The Warriors were standing on the way of the Fighting Maroons.

UE was already back-to-back champions and entering the championship round, UP needed to beat its rival twice in order to win the championship.

“UE, at the end of the eliminations, they were No.1 and then, twice-to-beat nga sa finals. Tapos, almost all of their players were playing in the PABL. Iba talaga ’yung mayroon kang Jerry Codinera at that time. He was dominating. It was a good match up for us, actually, dahil andu’n si Benjie who could match up with Jerry, but during the eliminations, tinatambakan kami ng UE, hindi kami manalo sa kanila. They’ve got our numbers. It was very evident para kaming namama. Veteran-laden sila,” added Altamirano.

The marquee match-up, of course, was Paras versus Codinera.

Paras was the budding star while Codinera was already a more established one, but the former got the better end of the match up in the championship round. 

“Going to the finals, mahirap. It’s not an easy game. Unang-una si Jerry Codinera, he’s not only a good post up player, he also has a good medium-range shot. ’Yun ’yung nagiging problema namin. If you give him an outside shot, I need to go out to pressure him. If I go out, nawawalaan kami ng rebound. Doble kayod kami sa depensa. Pero it’s a good thing our outside shots were sinking in. ’Yun ’yung naging key rin sa amin. Isa pa, we ran the plays tapos we controlled the game,” said Paras.

Magsanoc could only agree with Paras’ observation against the more experienced Warriors.

“Jerry was the leader of UE, pero hirap kami talaga kami sa kanila kasi they have bigger guards – Boycie Zamar and George Ella, tapos sina Wilmer Banares, na mga mama na yung katawan at mga sanay na manalo. Tapos mga big men nila, may mga shooting sa labas,” added Paras.

But the Fighting Maroons were able to pull it off and it was a great moment for Salvatierra to redeem himself from the endgame meltdown three years earlier.

“I’m glad that we were able to win it after three years. Si Duane Salvatierra, talagang hindi niya makalimutan ’yun. For four seasons, tiniis niya ’yun and he was able to redeem himself in 1986,” said Altamirano.

More than anything else, Altamirano believed that Lipa should also be given much credit for coming with an excellent game plan that surprised UE.
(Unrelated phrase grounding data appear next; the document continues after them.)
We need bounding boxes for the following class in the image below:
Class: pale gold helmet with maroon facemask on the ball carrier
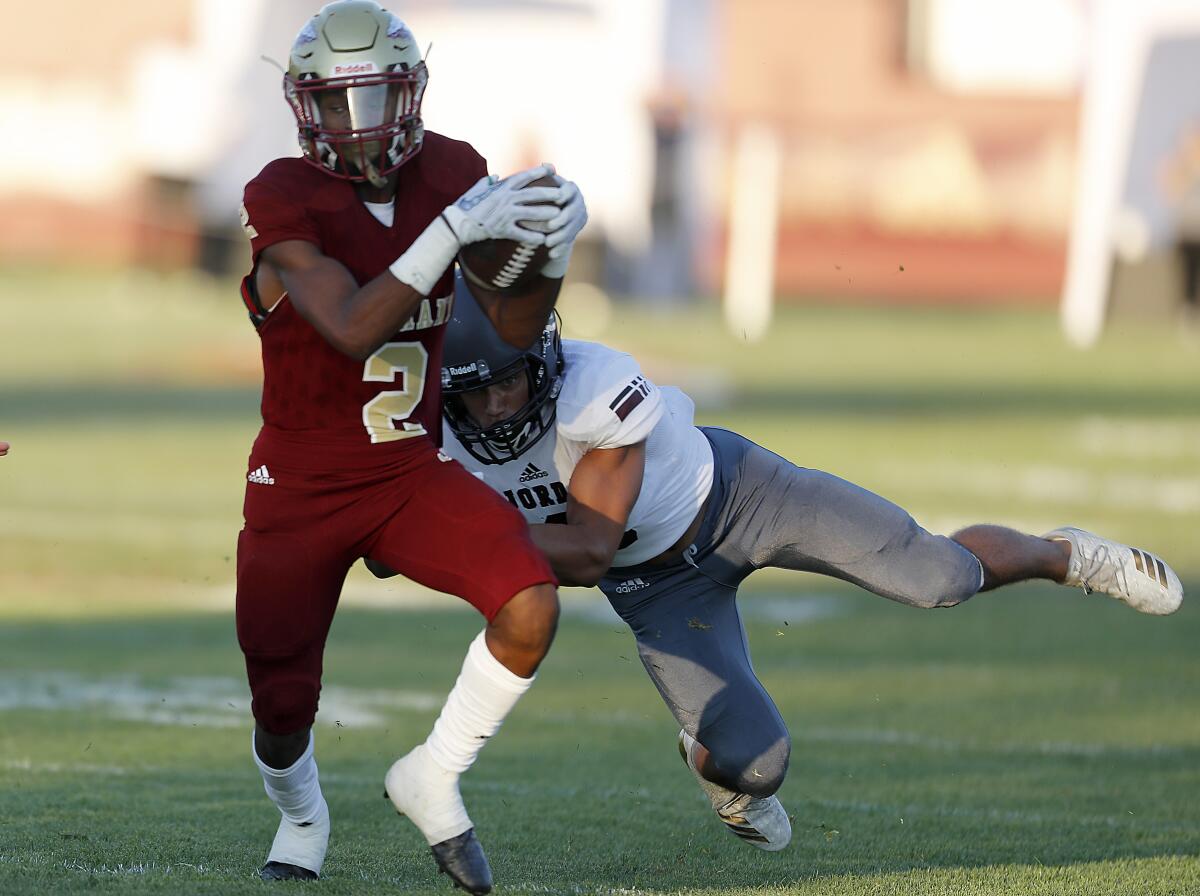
[283,0,428,186]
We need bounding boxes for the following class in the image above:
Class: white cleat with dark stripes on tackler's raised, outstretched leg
[1042,525,1183,617]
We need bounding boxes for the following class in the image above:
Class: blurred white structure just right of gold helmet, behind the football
[410,0,664,251]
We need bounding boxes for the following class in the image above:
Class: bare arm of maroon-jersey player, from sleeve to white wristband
[259,240,425,360]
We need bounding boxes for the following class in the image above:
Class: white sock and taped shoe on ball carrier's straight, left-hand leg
[250,732,329,874]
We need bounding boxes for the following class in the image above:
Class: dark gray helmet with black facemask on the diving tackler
[442,272,563,464]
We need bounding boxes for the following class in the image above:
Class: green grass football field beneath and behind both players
[0,270,1200,896]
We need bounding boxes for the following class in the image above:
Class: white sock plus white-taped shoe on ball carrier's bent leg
[385,632,533,846]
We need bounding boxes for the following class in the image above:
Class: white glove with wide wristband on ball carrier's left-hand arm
[388,164,565,295]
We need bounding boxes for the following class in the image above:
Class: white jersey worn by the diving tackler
[442,339,713,566]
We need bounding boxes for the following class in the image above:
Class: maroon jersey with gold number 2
[242,132,487,463]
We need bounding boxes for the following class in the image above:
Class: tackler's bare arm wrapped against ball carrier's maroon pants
[529,441,646,585]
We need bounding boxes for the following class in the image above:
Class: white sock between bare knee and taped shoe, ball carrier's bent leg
[425,632,533,775]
“Hats off to our coach, he really had a very, very good game plan against UE. It was something na hindi pa nakikita ng UE. I think the game plan was something Coach Joe got when we were in the Asian Games. Nobody expected us to beat UE, but when you talk to Coach Joe, talagang mananalo kami. Ganu’n ’yung confidence niya. We just looked up to him, follow him, kasi he gave us that confidence that we can beat UE,” said Altamirano.

Altamirano capped his big day with another victory as hours after winning the championship in the UAAP, as he went straight to play for his mother team in the PABL, YCO.

“We played our championship game sa ULTRA, around 12 noon. So natapos siya, around 2 p.m. Talagang I didn’t have time to celebrate with my teammates kasi we have that 3:30 game something like that, sa Rizal Memorial naman. So right after our game, I have to travel and go straight to our PABL game. I think I was late by a quarter. Dumating ako doon almost matatapos na ’yung first quarter,” said Altamirano.

“Very memorable siya kasi during that game, it went to overtime. I made the three-point shot to send the game to overtime and helped us win that game. Kalaban namin noon was Purefoods. Napaka-blessed ko naman nu’ng araw nay un, kasi I played well pa in both games (UAAP and PABL).”